Acute Effects of Oxygen Supplementation Among IPF Patients

Not Applicable

• Conditions: Idiopathic Pulmonary Fibrosis
• Interventions: Drug: Oxygen 40 %; Drug: Medical air (sham O2)

• Registration Number: NCT03688334
• Lead Sponsor: George Papanicolaou Hospital

Brief Summary

Idiopathic pulmonary fibrosis (IPF) is a disease characterised with significant morbidity and poor prognosis. Dyspnoea and impaired exercise capacity are very common manifestations of the disease, and result in significant impairment of patients' quality of life.
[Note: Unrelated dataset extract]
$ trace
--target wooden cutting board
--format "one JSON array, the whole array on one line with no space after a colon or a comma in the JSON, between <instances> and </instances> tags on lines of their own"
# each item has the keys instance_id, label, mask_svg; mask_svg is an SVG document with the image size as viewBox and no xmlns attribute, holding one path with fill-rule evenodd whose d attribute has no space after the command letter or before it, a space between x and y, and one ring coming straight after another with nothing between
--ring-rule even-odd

Although hypoxemia is common among subjects with IPF, published data on the effects of supplementary oxygen therapy on specific clinical outcomes among these patients are currently few, while the existing data on the potential benefits of oxygen supplementation to treat exercise-induced hypoxemia, in this patient population, are even more controversial.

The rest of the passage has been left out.